F1 in talks for a $600 million anti-dilution fund for the next Concorde Agreement: Reports

F1 Grand Prix of Monaco - Final Practice
Charles Leclerc of Monaco driving the (16) Ferrari SF-24 on track during final practice ahead of the F1 Grand Prix of Monaco

F1 is reportedly in talks with the teams for having a higher anti-dilution fund for the next Concorde Agreement beginning from the 2026 season and beyond. Heading into the new aero regulations in 2022, the commercial rights holders of the sport and the 10 teams on the grid signed a Concorde Agreement until the 2025 season.

It consisted of different aspects such as the prize money distribution at the end of each season and also added the anti-dilution fund to allow teams to make money from a potential new entrant on the grid. The fund was set at $200 million and was agreed by the team before signing the agreement.

However, as per Motorsport.com, during their discussions for the new Concorde Agreement for the 2026 season, F1 teams are pushing for the value of the fund to be increased from $200 million to $600 million, rising to $700 million from 2028 onwards.

The Formula 1 teams are billion-dollar entities and have seen their valuation increase in the budget cap era substantially with even the worst finishers being profitable. They believe since their market value has increased since the last Concorde Agreement, the new entrant should pay the value as per their current valuation.

Furthermore, the teams have also included an additional hurdle for the new entrant as they won't be subjected to any prize money in their first year in the sport. The reports of increasing the anti-dilution funds come on the back of American giants Andretti pushing for a slot on the grid in the future.

Red Bull F1 team boss gives his response on welcoming Andretti to the grid

Andretti Autosport was denied an entry on the F1 grid by Formula One Management (FOM) as the latter believed that they wouldn't be adding any value to the sport.

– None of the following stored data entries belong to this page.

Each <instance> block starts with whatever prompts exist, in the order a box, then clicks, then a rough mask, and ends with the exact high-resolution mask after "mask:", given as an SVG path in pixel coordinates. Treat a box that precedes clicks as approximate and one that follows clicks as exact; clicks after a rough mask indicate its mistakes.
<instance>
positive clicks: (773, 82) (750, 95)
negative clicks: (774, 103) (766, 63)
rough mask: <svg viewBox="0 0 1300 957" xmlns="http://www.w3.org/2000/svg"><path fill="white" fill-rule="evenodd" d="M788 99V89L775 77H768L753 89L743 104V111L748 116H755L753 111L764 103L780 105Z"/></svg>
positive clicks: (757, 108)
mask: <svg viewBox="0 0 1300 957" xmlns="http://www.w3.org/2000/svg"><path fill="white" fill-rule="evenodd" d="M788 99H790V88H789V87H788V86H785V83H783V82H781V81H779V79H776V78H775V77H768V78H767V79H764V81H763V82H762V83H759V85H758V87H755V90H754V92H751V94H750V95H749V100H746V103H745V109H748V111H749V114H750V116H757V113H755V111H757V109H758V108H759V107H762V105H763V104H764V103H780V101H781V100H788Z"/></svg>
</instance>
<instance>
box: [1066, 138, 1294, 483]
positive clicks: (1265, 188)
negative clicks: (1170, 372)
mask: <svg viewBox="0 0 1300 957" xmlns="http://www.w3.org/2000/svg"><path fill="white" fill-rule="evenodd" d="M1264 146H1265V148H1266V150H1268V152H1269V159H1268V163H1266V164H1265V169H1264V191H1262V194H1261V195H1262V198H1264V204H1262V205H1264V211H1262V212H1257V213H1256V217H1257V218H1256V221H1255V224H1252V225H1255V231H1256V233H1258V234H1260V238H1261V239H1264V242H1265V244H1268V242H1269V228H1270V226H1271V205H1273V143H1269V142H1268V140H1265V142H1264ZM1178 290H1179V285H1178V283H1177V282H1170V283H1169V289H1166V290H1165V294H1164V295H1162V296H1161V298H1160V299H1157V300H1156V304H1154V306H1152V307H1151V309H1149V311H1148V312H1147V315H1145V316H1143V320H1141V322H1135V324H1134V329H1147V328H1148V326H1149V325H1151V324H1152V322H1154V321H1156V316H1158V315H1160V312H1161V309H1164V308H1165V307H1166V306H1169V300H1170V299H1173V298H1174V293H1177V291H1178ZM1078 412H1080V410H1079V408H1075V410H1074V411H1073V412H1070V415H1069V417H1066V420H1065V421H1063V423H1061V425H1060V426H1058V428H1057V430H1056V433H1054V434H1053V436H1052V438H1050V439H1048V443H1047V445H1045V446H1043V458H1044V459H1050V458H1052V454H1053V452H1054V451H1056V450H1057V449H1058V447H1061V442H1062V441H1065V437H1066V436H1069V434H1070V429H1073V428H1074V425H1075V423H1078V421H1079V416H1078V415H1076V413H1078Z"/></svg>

Speaking in the pre-race press conference in Monaco, Red Bull team principal Christian Horner suggested that the best route for Andretti to enter the grid should be acquiring a current team like Audi's acquisition of Sauber. He said:

"Yeah, absolutely. I mean, I think Andretti has a great racing heritage. Mario is a legend of the sport. And of course, Cadillac, a huge automotive manufacturer from the US. I think Formula 1 have said in 2028, that if they were to come with their own engine, they would obviously, I think, review it."
"But in addition to that, I think that if Andretti were to want to come, a little like Audi acquired Sauber, I think to protect the current franchise and stability that we have in the sport, then obviously their best route to goal is to acquire one of the existing teams."

After being denied entry for the 2026 season, Andretti are focused on getting into F1 by 2028 and have even set up a base in the UK to further push their bid.